No the required window doesn’t need to be in the same exact room. For example: Let’s say we want a family room sliding glass door or window to provide the required light and ventilation for both the family room and the kitchen. When a window or door in one room will provide light and ventilation to another room then the area of both rooms must be calculated together as one and the window or door must qualify for the entire area. But, there is just one tiny, little hitch. There must be a big opening between the two rooms. And it can’t be just a door way. The opening between the two rooms must equal at least 50 percent of the area of the wall space that separates the rooms. In other words, if the separating wall is 8 feet high and 11 feet long (88 square feet), then the opening in the wall must be at least 44 square feet. Now you see why architects get so much money. Enough confusing stuff! If you have a question simply bring the details to your local building department and ask what you can do – before you spend the money doing it wrong.
Light also has something to do with how a room feels. Giant windows bring the outside inside. They give a room a feeling of greatness – as big as the all outdoors. Inside colors are warmed up by outside light and make the room feel homier. Ever get locked in a closet when you were a kid? How would you like it if all of the rooms in your home were like that? If you are a sadist – don’t answer that question.

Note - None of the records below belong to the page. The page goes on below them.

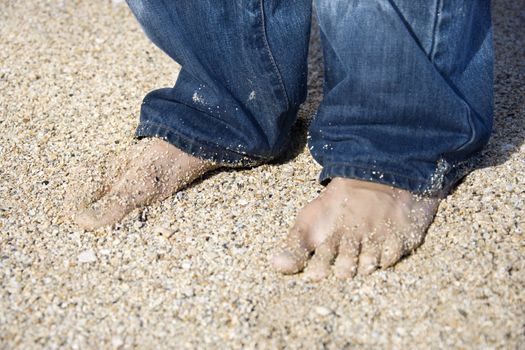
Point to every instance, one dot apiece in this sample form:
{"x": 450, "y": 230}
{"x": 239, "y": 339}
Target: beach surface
{"x": 193, "y": 270}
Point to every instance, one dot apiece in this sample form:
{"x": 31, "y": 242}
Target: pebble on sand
{"x": 87, "y": 256}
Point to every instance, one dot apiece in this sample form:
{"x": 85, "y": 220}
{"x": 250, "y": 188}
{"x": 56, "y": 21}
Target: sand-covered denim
{"x": 407, "y": 91}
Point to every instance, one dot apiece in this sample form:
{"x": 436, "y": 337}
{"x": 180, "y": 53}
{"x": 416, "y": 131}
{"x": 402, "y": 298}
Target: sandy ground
{"x": 192, "y": 271}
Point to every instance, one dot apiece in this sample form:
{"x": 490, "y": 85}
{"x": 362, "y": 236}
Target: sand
{"x": 193, "y": 271}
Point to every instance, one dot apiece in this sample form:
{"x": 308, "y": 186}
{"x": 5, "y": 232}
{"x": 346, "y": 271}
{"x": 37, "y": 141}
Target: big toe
{"x": 292, "y": 257}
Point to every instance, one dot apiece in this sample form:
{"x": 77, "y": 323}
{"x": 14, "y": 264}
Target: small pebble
{"x": 87, "y": 256}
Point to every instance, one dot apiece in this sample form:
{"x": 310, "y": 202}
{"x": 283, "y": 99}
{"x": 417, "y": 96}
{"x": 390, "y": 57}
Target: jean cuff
{"x": 200, "y": 149}
{"x": 416, "y": 186}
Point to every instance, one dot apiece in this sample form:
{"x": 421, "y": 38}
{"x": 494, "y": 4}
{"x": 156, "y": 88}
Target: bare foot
{"x": 357, "y": 227}
{"x": 152, "y": 170}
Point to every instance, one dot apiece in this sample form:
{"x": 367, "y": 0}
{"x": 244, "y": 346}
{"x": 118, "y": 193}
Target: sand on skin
{"x": 192, "y": 271}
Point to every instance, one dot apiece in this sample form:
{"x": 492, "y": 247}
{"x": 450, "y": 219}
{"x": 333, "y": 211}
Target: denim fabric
{"x": 407, "y": 91}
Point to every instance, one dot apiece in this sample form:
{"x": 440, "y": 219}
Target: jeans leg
{"x": 408, "y": 90}
{"x": 243, "y": 75}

The texture of fabrics and wood in the home are enhanced by natural light – especially wall texture. Natural light enhances the entire home – color and texture definitely are affected.

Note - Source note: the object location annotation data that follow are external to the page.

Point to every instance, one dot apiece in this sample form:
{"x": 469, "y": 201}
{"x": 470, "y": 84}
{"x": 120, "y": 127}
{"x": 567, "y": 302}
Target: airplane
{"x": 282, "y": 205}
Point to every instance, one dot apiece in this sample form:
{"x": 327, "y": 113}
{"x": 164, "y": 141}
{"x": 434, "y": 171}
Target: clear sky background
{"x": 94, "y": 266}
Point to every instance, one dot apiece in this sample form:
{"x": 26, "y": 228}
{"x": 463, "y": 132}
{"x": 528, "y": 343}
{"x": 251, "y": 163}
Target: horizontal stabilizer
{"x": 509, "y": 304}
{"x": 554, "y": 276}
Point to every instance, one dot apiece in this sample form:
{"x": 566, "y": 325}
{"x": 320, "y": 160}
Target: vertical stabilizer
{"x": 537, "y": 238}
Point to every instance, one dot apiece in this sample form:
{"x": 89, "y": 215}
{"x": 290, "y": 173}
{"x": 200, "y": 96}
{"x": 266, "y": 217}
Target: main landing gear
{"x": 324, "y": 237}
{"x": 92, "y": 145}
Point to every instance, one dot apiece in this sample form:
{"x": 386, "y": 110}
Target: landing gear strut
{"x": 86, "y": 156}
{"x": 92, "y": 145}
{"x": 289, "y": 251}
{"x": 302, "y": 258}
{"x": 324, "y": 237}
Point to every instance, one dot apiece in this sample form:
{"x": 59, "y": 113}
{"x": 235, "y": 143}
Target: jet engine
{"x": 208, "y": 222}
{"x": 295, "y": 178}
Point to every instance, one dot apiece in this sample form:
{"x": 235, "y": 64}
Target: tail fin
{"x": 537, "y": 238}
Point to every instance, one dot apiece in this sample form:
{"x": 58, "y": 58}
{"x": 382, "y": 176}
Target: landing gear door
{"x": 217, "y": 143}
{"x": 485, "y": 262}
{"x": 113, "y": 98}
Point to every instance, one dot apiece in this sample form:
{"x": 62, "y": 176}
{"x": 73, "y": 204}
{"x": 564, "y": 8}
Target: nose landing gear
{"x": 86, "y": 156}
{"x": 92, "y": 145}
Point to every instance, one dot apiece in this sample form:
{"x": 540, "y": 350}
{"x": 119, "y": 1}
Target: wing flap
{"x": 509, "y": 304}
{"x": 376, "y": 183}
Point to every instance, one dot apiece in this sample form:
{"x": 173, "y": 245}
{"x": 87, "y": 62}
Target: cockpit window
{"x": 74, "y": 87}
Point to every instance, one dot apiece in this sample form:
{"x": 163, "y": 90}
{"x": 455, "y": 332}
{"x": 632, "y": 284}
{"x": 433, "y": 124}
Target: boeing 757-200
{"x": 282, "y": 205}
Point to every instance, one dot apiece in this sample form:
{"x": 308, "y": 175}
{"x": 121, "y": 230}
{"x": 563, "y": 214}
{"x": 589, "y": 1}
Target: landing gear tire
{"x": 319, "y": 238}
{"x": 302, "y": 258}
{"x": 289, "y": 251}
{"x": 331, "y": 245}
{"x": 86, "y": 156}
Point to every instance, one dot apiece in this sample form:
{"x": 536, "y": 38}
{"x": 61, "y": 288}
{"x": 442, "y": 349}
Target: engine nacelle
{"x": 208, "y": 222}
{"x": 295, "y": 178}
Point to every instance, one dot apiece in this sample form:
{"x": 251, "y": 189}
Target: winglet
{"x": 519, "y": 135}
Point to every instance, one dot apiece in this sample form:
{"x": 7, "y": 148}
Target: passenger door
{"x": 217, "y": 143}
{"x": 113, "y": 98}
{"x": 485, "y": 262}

The bad side: When it comes to windows and glass doors providing light and ventilation, there are minimums. This is confused by the fact that when it comes to energy efficiency and glass there are maximums. That’s a whole other column. Suffice to say that when it comes to light and ventilation there are the minimums we have related, but when it comes to windows there are equally as many rules about maximum amounts allowed. Again, always check with your building department when planning any construction.